Contributions from the U.S. 50-plus population are driving the U.S. economy.
After factoring in unpaid activities such as caring for a family member and volunteering, worth another $745 billion, the overall contribution of the 50-plus population increases to more than $9 trillion–dispelling the myth that older people are a drain to the economy. In 2050 when Gen Zs begin joining the 50-plus cohort, annual projected contributions will have increased 240 percent to $28.2 trillion.
“The Longevity Economy® Outlook: How people age 50 and older are fueling economic growth, stimulating jobs and creating opportunities for all” is the result of a partnership between AARP and The Economist Intelligence Unit. The report is a compelling call to action for business leaders, legislators and anyone who wants to better understand and serve this growing demographic.
“If we look at today’s 50-plus demographic, tomorrow’s 50-plus and the 50-plus of the future, we are talking about a massive increase,” says Dr. Debra Whitman, AARP executive vice president and chief public policy officer.
Dr. Debra Whitman, executive vice president and chief public policy officer, AARP.
“What’s important about this report is that we’ve moved beyond GDP to capture other ways the 50-plus cohort is driving the economy. Volunteering and caregiving, for example, are nontraditional parts of GDP and impact all generations.”
The Longevity Economy report uses a forecasting model from Regional Economic Models, Inc (REMI), and data include spending, workforce and tax contributions as well as the estimated economic value of unpaid activities. The result offers a more holistic representation of economic impact.
Business Leaders’ Call to Action
Looking across 16 industries, the report demonstrates the impact of the 50-plus population on the economy. In 2018 it represented almost two-thirds of all spending on financial services and insurance, 63 percent of total health services spending and contributed nearly $1 trillion in taxes.
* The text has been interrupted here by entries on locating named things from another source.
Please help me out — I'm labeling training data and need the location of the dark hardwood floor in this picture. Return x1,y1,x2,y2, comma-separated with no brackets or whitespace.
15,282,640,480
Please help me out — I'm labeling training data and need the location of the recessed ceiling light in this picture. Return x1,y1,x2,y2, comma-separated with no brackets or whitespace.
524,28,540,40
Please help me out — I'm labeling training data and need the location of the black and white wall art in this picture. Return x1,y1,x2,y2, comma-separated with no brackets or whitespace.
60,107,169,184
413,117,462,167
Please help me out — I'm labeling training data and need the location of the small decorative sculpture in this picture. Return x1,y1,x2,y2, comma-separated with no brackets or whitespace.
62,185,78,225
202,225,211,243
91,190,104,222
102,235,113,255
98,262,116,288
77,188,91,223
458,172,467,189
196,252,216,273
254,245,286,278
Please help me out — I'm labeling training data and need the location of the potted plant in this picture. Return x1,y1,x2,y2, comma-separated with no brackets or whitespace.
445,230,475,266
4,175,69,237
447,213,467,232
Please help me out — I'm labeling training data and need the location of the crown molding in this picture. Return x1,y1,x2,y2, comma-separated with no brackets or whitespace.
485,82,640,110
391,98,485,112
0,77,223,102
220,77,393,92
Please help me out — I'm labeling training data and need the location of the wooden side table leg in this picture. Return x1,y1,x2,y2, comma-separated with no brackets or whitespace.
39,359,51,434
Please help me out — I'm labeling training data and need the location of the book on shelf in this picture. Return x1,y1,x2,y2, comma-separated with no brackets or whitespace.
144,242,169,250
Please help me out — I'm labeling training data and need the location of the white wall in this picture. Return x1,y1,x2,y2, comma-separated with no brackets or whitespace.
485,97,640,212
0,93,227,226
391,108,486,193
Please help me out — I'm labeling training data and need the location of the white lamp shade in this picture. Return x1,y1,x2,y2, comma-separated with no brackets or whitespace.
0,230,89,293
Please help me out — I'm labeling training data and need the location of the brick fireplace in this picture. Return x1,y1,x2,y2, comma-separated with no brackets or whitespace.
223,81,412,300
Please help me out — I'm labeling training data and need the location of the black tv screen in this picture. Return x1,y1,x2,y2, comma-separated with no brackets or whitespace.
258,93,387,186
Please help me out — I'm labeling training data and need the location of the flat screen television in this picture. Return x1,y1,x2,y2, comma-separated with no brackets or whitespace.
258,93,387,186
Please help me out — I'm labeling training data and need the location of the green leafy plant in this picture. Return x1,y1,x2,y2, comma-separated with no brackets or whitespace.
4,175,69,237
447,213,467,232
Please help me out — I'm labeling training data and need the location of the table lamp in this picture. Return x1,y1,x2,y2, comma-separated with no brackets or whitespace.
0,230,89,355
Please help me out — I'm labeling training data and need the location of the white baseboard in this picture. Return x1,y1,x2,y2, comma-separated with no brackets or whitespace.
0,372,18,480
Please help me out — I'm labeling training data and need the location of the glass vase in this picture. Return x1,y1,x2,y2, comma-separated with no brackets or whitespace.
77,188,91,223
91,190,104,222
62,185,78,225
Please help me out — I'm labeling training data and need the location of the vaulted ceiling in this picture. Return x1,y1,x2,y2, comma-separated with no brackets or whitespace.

Another data-dispelled myth is that older adults are not embracing technology. The AARP report shows that in 2018 the 50-plus population outspent under-50s on tech-related products and services–$140 billion to $136 billion. Yet, less than five percent of marketing and media images showed an older person using technology.
What business leaders across industries should ask themselves:
- “How can I better serve this demographic?”
- “Are my products and services targeting their needs?”
- “Do my marketing efforts include people who look like them?”
- “Does my workplace represent this demographic?”
“We find that marketplaces are not looking at older consumers or providing the products and services they need,” says Dr. Whitman. “This is too big to miss, and if businesses are not paying attention, they won’t be successful in the future economy.”
The AARP founding mission is to empower people to choose how they live as they age–that means they need choices. Using data to dispel societal myths and educate the public on the total economic impact being made by the 50-plus demographic is a start.
“What we hope to achieve with this report is to make sure the 50-plus have an economy that works with them and for them. Employers, manufacturers and the marketplace need to understand this isn’t about the baby boomers retiring–it represents a growth industry that is here to stay.”